Abu Dhabi Commercial, Conciliation and Arbitration Center
The Abu Dhabi Commercial, Conciliation and Arbitration Center (ADCCAC) was established in 1993.
DIFC-LCIA Arbitration Center
The DIFC-LCIA Arbitration Center was established in 2008 as a joint venture between DAI and the London Court of International Arbitration (LCIA). Following the promulgation of the DIAC Decree, on September 20, 2021, the DAI was effectively abolished, beginning an uncertain transitional period of six months for existing arbitrations administered by the DIFC-LCIA Arbitration Center as well as for new arbitrations referring to the rules of the DIFC-LCIA. Given the success of the DIFC-LCIA Arbitration Center, the DIAC Executive Order came as a surprise to many and subsequently, in March 2022, once an agreement was reached between DIAC and the LCIA, it was clarified that all existing cases started with the DIFC-LCIA. (and having received a registered case number) no later than March 20, 2022 will be administered to completion by the LCIA. Arbitrations commenced after that date under the DIFC-LCIA Rules will be administered by the new DIAC under the new 2022 DIAC Rules, unless the parties agree otherwise.
ADGM Arbitration Center
The ADGM Arbitration Center was launched in October 2018. The ADGM Arbitration Center is not an arbitration institution, but rather a neutral facility intended to conduct hearings for mediations and arbitrations. arbitrations. The ADGM Arbitration Center may be used to conduct hearings for arbitrations sitting at the ADGM, as well as for any other arbitration.

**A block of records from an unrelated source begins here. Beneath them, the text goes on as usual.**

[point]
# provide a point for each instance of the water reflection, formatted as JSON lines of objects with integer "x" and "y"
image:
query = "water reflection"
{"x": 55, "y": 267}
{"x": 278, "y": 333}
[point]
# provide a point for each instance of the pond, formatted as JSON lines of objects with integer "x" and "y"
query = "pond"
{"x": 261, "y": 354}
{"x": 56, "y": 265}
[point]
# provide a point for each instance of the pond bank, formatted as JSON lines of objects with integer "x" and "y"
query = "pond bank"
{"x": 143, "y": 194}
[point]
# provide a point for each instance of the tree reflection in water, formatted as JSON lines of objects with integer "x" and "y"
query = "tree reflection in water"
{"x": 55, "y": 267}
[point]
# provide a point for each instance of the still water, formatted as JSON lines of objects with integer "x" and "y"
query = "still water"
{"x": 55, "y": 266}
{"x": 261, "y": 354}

It is evident that the International Chamber of Commerce (ICC) is expected to open a representative office within the ADGM Arbitration Center since its launch, and in December 2020, the ICC Court Secretariat announced that he was about to open his fifth international business management. office at the ADGM Arbitration Center.
Other Arbitral Institutions
Other noteworthy institutions include (1) the Sharjah Center for International Commercial Arbitration (Tahkeem); (2) the Ras Al Khaimah Center for Reconciliation and Commercial Arbitration; and (3) the International Islamic Center for Reconciliation and Arbitration (IICRA) (an international, independent, non-profit organization of the Islamic finance industry).

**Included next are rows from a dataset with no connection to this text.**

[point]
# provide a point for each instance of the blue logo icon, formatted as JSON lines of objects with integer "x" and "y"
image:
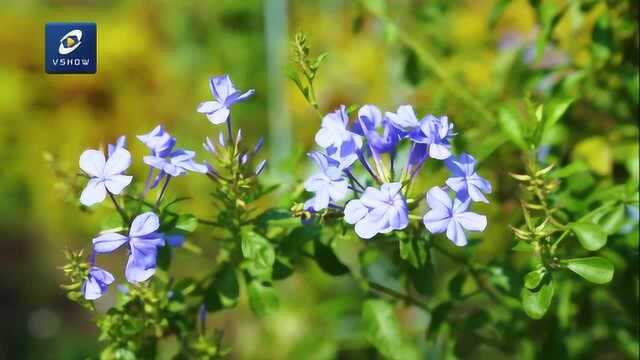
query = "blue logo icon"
{"x": 70, "y": 48}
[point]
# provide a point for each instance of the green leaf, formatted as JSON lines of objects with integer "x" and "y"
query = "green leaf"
{"x": 536, "y": 302}
{"x": 614, "y": 220}
{"x": 414, "y": 251}
{"x": 591, "y": 236}
{"x": 328, "y": 261}
{"x": 257, "y": 248}
{"x": 523, "y": 246}
{"x": 223, "y": 292}
{"x": 511, "y": 126}
{"x": 595, "y": 269}
{"x": 533, "y": 279}
{"x": 187, "y": 223}
{"x": 456, "y": 283}
{"x": 262, "y": 299}
{"x": 383, "y": 331}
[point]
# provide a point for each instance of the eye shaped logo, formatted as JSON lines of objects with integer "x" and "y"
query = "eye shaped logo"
{"x": 70, "y": 41}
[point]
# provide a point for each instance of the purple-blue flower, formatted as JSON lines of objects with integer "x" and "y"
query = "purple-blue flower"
{"x": 452, "y": 218}
{"x": 327, "y": 184}
{"x": 158, "y": 141}
{"x": 143, "y": 241}
{"x": 97, "y": 283}
{"x": 341, "y": 144}
{"x": 378, "y": 211}
{"x": 465, "y": 181}
{"x": 105, "y": 175}
{"x": 435, "y": 132}
{"x": 176, "y": 163}
{"x": 370, "y": 122}
{"x": 225, "y": 95}
{"x": 121, "y": 142}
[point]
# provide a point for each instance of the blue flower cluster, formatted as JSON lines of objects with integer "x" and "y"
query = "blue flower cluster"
{"x": 374, "y": 141}
{"x": 107, "y": 177}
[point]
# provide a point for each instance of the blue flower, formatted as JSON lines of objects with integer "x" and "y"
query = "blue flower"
{"x": 370, "y": 122}
{"x": 176, "y": 163}
{"x": 327, "y": 184}
{"x": 451, "y": 217}
{"x": 104, "y": 175}
{"x": 225, "y": 95}
{"x": 465, "y": 181}
{"x": 97, "y": 283}
{"x": 158, "y": 141}
{"x": 378, "y": 211}
{"x": 121, "y": 142}
{"x": 143, "y": 241}
{"x": 435, "y": 132}
{"x": 341, "y": 144}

The UAE acceded to the United Nations Convention on the Recognition and Enforcement of Foreign Arbitral Awards (the New York Convention) on November 19, 2006.

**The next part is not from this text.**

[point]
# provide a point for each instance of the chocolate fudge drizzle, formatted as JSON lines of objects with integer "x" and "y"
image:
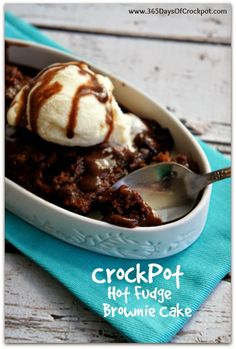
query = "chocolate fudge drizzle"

The UAE is also a signatory to the multilateral treaty known as the 1996 Agreement on the Enforcement of Court Judgments, Delegations and Judicial Opinions in the States of the Gulf Cooperation Council (GCC), regarding concerns the enforcement of arbitral awards between GCC States. Additionally, the United Arab Emirates is a party to the Riyadh Convention. There are bilateral treaties concluded by the UAE for the enforcement of judgments at the international level in France, India, China, Khazakhstan, Pakistan, Armenia, Azerbaijan, Afghanistan, Nigeria and Tujikistan.
The DIFC and ADGM also benefit from additional bilateral guidance memoranda for the reciprocal recognition of judgments with countries such as England and Wales, Australia, New Zealand, Hong Kong and Singapore.